Small RNA enrichment was performed according to Park et al. 2002 (Park et al. 2002). Total RNA samples were adjusted to 400 μL with RNase-free water and then 50 uL of NaCl (5M) and 50 uL PEG 8000 (v/v 50%) were added. The sample was incubated on ice for 2 hours, and centrifuged for 10 minutes at 13 000 rpm (4 °C). Supernatant containing small RNA was transferred to a microcentrifuge tube and 50 uL of sodium acetate (3M, pH 4.6) and 1 mL of 100% ethanol were added. The samples were mixed and incubated at −20 °C for 2 hours and centrifuged for 10 minutes at 12 000 g (4 °C). The supernatant was discarded, and the pellet was washed with 1 mL of cold 75% ethanol and, centrifuged for 10 minutes at 12 000 g (4 °C). The pellet was dried and dissolved in 12 μL of RNase-free water at 60 °C for 10 minutes. Nucleic acid concentrations were determined at 260 nm by spectrophotometry and samples were stored at −80 °C.

MicroRNA profiling

We applied rigorous selection criteria on samples to control for ethnicity, health status, age and education. Only samples with good yields in total RNA and small RNA enrichment were used (Supplementary Table 1). Small RNA samples were labeled with digoxigenin (DIG) at the 3′ end using the DIG Oligonucleotide Tailing Kit, 2nd Generation (Roche Diagnostics, U.S.A.). One μg of small RNA was labeled in a total volume of 20 μL as described by Wang et al. (Wang et al. 2002). The human microRNA microarray (MMChip) consisted of 462 human anti-sense DNA sequences of microRNAs obtained from miRBase (http://microrna.sanger.ac.uk/) and spotted on nitrocellulose membrane as described (Wang et al. 2002). Microarray chips were pre-hybridized in 1 mL of DIG Easy Hyb solution (Roche Diagnostics, U.S.A.) at 42 °C for 1 hr. DIG-labeled small RNAs from one human subject were added to the membrane and hybridization was performed at 42 °C for 16 hrs. The membrane was washed twice (5 min) in solution 1 (2 × SSC, 0.1% SDS) at RT, incubated for 20 minutes at 37 °C in solution 2 (0.5 × SSC, 0.1% SDS), and 5 minutes in 1× maleic acid solution (100 mM maleic acid, 150 mM NaCl, pH 7.5) at RT. The membrane was blocked in 1.5% Blocking reagent (w/v; Roche Diagnostics, USA). The membrane was incubated for 30 minutes with 1:1500 Anti-Digoxigenin-AP Fab fragments (Roche Diagnostics, U.S.A.). The miRNAs hybridized on the MMchip were revealed by the alkaline phosphatase chromogenic reaction of NBT/BCIP dye as per manufacturer’s instructions (Roche Diagnostics, U.S.A.).

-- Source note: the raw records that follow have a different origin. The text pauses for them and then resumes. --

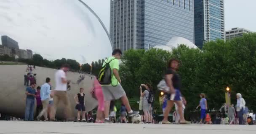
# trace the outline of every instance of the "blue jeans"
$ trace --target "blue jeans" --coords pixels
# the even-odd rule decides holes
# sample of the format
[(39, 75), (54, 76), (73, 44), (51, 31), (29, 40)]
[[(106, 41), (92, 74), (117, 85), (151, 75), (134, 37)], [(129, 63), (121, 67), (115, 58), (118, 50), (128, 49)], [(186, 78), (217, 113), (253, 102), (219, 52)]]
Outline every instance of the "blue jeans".
[(25, 110), (25, 121), (34, 120), (34, 107), (35, 99), (27, 98), (26, 99), (26, 109)]

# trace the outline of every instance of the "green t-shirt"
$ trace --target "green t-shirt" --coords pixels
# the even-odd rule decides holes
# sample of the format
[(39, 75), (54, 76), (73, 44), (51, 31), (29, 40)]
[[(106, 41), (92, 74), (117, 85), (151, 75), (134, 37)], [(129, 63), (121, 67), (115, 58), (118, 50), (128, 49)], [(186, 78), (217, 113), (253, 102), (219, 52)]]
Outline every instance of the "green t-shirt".
[[(115, 58), (114, 57), (111, 57), (107, 58), (105, 60), (105, 62), (103, 63), (103, 64), (102, 65), (102, 67), (104, 66), (106, 64), (106, 63), (108, 63), (111, 60)], [(115, 75), (113, 74), (113, 70), (115, 68), (117, 70), (119, 70), (119, 62), (117, 59), (113, 59), (110, 62), (109, 62), (109, 66), (110, 66), (110, 68), (111, 69), (111, 70), (112, 70), (112, 77), (111, 77), (111, 85), (113, 86), (116, 86), (119, 83), (117, 78), (115, 76)]]

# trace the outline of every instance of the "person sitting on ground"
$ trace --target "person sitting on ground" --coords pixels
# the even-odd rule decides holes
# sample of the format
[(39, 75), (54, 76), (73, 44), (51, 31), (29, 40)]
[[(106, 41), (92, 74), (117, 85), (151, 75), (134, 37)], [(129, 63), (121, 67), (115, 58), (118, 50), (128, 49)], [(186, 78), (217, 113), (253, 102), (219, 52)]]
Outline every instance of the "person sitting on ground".
[[(78, 122), (86, 122), (85, 119), (85, 95), (83, 93), (83, 88), (80, 88), (79, 93), (76, 94), (74, 97), (75, 101), (77, 103), (75, 109), (77, 110), (77, 120)], [(83, 119), (80, 118), (81, 112), (82, 111), (82, 116)]]

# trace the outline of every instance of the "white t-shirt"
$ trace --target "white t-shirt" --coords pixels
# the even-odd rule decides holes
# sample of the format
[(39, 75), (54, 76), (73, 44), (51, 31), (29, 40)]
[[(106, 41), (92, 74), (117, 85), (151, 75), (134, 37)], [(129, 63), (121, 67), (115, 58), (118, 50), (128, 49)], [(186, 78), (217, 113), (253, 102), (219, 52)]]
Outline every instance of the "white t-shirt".
[(67, 84), (62, 83), (61, 78), (66, 78), (66, 74), (63, 70), (59, 70), (55, 73), (55, 82), (56, 82), (55, 90), (67, 91)]

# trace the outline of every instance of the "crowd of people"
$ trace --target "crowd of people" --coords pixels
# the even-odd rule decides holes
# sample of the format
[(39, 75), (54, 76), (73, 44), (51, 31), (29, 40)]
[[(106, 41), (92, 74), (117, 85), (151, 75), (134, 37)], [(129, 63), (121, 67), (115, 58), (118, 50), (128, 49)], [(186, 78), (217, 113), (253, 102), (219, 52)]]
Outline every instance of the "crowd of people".
[[(109, 80), (109, 83), (103, 83), (100, 80), (100, 78), (96, 76), (92, 76), (91, 78), (91, 80), (92, 80), (91, 93), (92, 96), (95, 98), (95, 101), (98, 102), (98, 105), (96, 119), (94, 120), (92, 118), (91, 114), (90, 114), (90, 120), (93, 120), (95, 122), (127, 123), (127, 116), (132, 117), (139, 114), (139, 112), (132, 110), (129, 100), (121, 85), (122, 81), (118, 73), (118, 59), (120, 59), (122, 54), (121, 50), (115, 49), (112, 52), (112, 56), (107, 58), (103, 63), (103, 67), (108, 67), (111, 69), (111, 80)], [(173, 105), (175, 110), (173, 113), (173, 123), (191, 123), (190, 122), (186, 121), (184, 118), (187, 101), (180, 90), (181, 80), (177, 72), (179, 64), (179, 61), (178, 60), (175, 59), (170, 60), (167, 67), (168, 69), (163, 78), (165, 83), (165, 87), (160, 89), (165, 93), (163, 97), (163, 119), (161, 121), (163, 124), (172, 124), (168, 121), (168, 117)], [(55, 73), (56, 87), (54, 90), (51, 89), (51, 78), (48, 77), (46, 78), (45, 84), (41, 87), (36, 88), (36, 91), (35, 89), (36, 87), (36, 74), (34, 74), (34, 75), (35, 74), (35, 77), (31, 77), (32, 70), (31, 70), (31, 67), (28, 66), (29, 72), (26, 76), (24, 76), (24, 85), (27, 85), (28, 81), (30, 81), (30, 85), (26, 89), (27, 97), (25, 120), (32, 121), (34, 119), (33, 110), (35, 98), (37, 101), (37, 120), (42, 120), (41, 116), (43, 115), (44, 121), (56, 121), (56, 108), (59, 103), (62, 102), (65, 107), (65, 119), (68, 121), (74, 120), (74, 119), (72, 119), (71, 106), (67, 92), (68, 88), (70, 88), (69, 84), (70, 82), (67, 78), (67, 72), (70, 68), (69, 65), (67, 64), (63, 65)], [(34, 70), (35, 70), (35, 66)], [(76, 84), (79, 84), (84, 78), (84, 75), (80, 75)], [(77, 111), (76, 122), (86, 121), (84, 90), (83, 87), (80, 87), (78, 93), (74, 96), (74, 100), (76, 103), (75, 108)], [(139, 109), (142, 111), (140, 113), (141, 115), (141, 120), (144, 123), (155, 123), (155, 110), (153, 110), (155, 98), (152, 87), (149, 84), (141, 84), (139, 87), (139, 90), (141, 96)], [(206, 95), (202, 93), (199, 96), (201, 99), (199, 104), (196, 107), (196, 109), (200, 107), (200, 120), (199, 123), (213, 124), (211, 116), (207, 113), (208, 108)], [(246, 114), (245, 102), (242, 98), (240, 94), (237, 93), (237, 103), (235, 108), (232, 105), (226, 105), (223, 108), (227, 109), (227, 111), (226, 116), (228, 119), (228, 124), (244, 124), (245, 119), (248, 117), (247, 115), (246, 117), (244, 116)], [(115, 105), (115, 100), (120, 98), (122, 101), (122, 106), (120, 110), (120, 116), (117, 119), (116, 117), (117, 110)], [(246, 121), (251, 119), (251, 121), (250, 122), (250, 124), (255, 123), (255, 114), (251, 116), (248, 117), (249, 118), (248, 120), (246, 119)], [(238, 119), (237, 119), (236, 117)], [(221, 117), (220, 120), (220, 122), (225, 122), (227, 120), (225, 116)]]

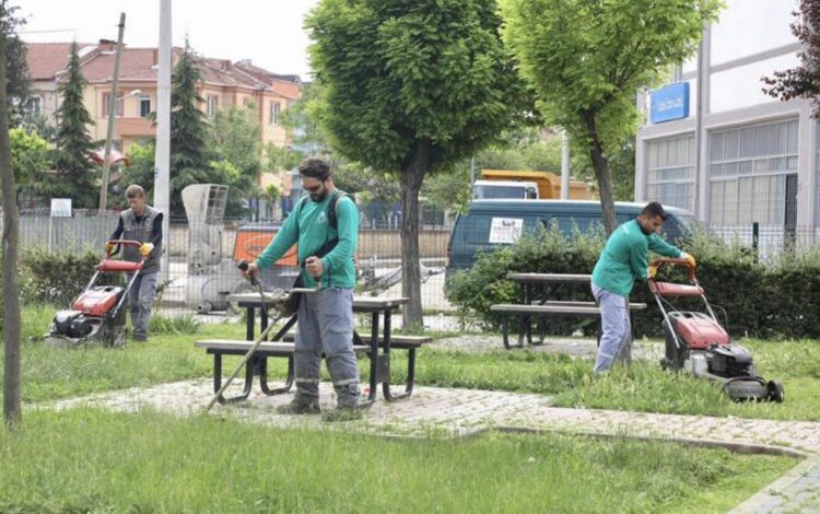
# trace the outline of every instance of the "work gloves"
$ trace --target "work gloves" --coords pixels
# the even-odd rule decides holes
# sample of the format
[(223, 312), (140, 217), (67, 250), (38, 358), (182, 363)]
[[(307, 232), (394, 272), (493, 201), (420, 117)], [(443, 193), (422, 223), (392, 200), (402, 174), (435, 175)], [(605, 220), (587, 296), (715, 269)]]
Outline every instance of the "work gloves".
[(692, 266), (692, 268), (698, 267), (698, 262), (695, 262), (694, 257), (692, 257), (691, 255), (687, 254), (686, 252), (681, 252), (680, 253), (680, 258), (681, 259), (686, 259), (690, 264), (690, 266)]

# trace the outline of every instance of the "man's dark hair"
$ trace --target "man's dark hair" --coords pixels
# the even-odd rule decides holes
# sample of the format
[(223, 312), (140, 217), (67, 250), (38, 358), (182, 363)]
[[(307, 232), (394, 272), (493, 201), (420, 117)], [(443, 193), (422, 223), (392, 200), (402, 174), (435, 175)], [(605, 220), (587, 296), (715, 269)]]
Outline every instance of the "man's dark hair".
[(667, 218), (666, 211), (664, 211), (664, 207), (657, 201), (647, 203), (646, 207), (644, 207), (641, 211), (641, 215), (645, 215), (647, 218), (660, 217), (660, 219), (664, 221), (666, 221)]
[(325, 182), (330, 178), (330, 164), (323, 159), (308, 157), (298, 165), (298, 174), (303, 177), (316, 178)]

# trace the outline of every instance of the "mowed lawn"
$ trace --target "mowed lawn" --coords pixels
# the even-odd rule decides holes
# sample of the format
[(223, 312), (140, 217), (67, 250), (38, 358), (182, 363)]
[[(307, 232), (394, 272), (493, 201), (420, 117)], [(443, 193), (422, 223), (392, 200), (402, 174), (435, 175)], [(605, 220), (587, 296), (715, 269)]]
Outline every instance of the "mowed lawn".
[(27, 411), (0, 512), (725, 512), (793, 467), (669, 443), (388, 440), (216, 416)]

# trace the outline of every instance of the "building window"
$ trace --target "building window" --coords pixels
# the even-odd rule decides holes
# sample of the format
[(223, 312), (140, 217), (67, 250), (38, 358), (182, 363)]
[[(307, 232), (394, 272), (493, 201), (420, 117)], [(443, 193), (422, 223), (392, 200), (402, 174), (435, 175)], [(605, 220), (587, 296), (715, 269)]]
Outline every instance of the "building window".
[(646, 199), (693, 210), (694, 135), (646, 143)]
[[(103, 117), (108, 116), (108, 102), (110, 102), (112, 94), (103, 93)], [(114, 116), (122, 117), (124, 98), (120, 96), (117, 98), (117, 104), (114, 106)]]
[(270, 116), (268, 119), (268, 122), (270, 125), (279, 125), (279, 109), (280, 109), (279, 102), (270, 103)]
[(43, 98), (30, 96), (25, 102), (25, 113), (31, 117), (39, 116), (43, 113)]
[(151, 96), (140, 96), (140, 117), (147, 118), (151, 114)]
[(796, 208), (797, 119), (708, 136), (710, 223), (781, 225)]
[(220, 97), (216, 95), (208, 95), (208, 117), (213, 118), (216, 116), (216, 108), (219, 107)]

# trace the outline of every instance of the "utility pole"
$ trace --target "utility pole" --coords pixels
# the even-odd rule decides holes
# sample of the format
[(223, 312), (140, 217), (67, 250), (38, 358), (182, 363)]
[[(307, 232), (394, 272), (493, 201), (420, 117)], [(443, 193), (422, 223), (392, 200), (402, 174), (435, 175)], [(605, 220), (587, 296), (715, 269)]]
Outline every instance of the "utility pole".
[[(103, 184), (99, 188), (99, 213), (104, 213), (108, 203), (108, 173), (112, 161), (112, 139), (114, 139), (114, 114), (117, 107), (117, 84), (119, 82), (119, 58), (122, 55), (122, 33), (126, 31), (126, 13), (119, 13), (119, 34), (117, 34), (117, 55), (114, 57), (114, 80), (112, 93), (108, 97), (108, 133), (105, 137), (105, 154), (103, 155)], [(125, 102), (125, 100), (122, 101)]]
[(570, 199), (570, 135), (561, 131), (561, 199)]
[[(156, 75), (156, 151), (154, 153), (154, 208), (163, 213), (162, 233), (168, 241), (171, 217), (171, 0), (160, 0), (160, 47)], [(161, 269), (168, 277), (168, 250)]]

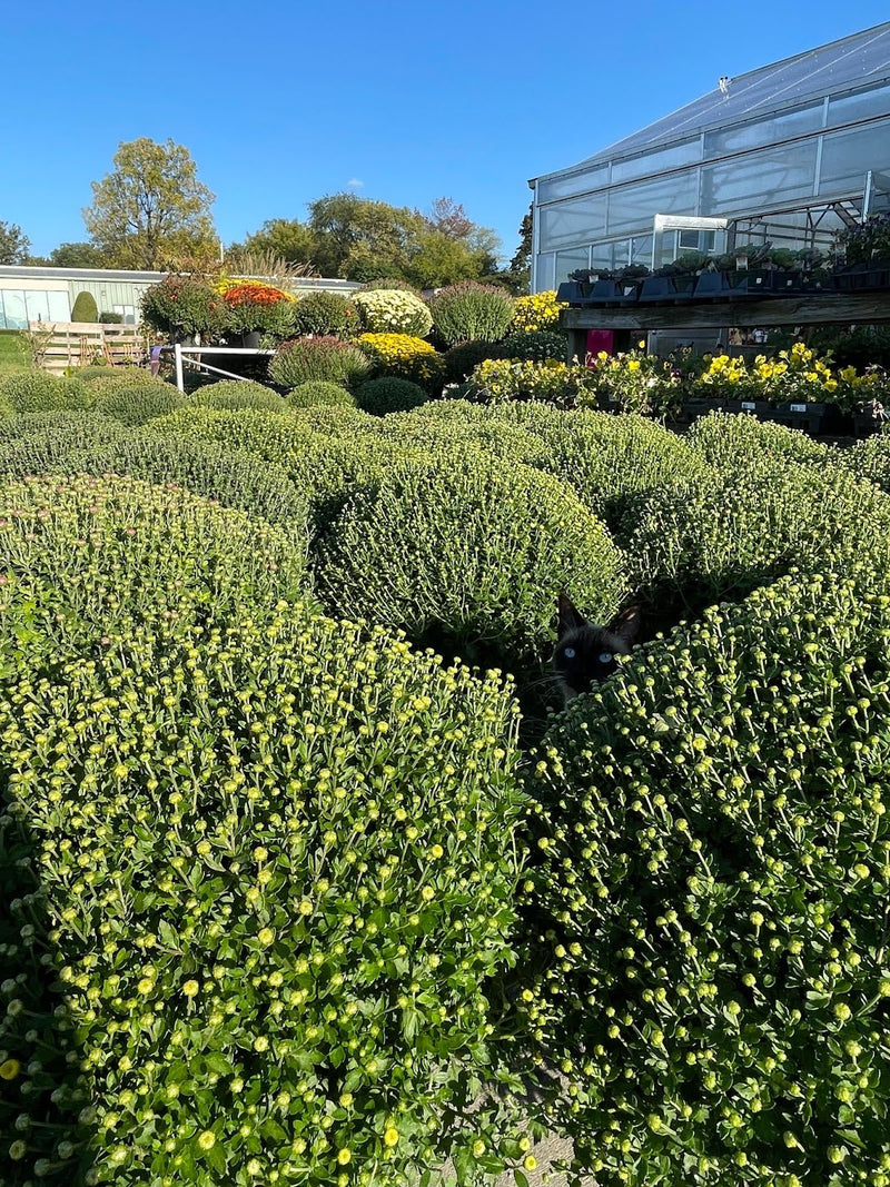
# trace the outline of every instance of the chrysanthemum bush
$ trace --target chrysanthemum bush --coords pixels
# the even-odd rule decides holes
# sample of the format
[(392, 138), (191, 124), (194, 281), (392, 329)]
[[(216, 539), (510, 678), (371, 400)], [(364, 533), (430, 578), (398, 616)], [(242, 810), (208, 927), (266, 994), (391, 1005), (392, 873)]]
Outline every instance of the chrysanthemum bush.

Only MMchips with excellent hybridization intensities were analyzed. Hybridization intensities were measured using an Expression 1680 scanner (Epson, U.S.A.) and data acquired using Array-Pro Analyzer 4.5 software (Media Cybernetics, MD, USA). Net intensity was derived from whole cell area measurement and corrected using mean intensity of ring background of surrounding spots. Microarray data analyses were performed with SAM software, version 3.02 (Significance Analysis of Microarrays, Stanford University, CA, U.S.A.). The variable “Block” was used to account for the experimental batches (block effect). Kolmogorov—Smirnov statistics were generated by Gene Set Enrichment Analysis (GSEA) software (Subramanian et al. 2005).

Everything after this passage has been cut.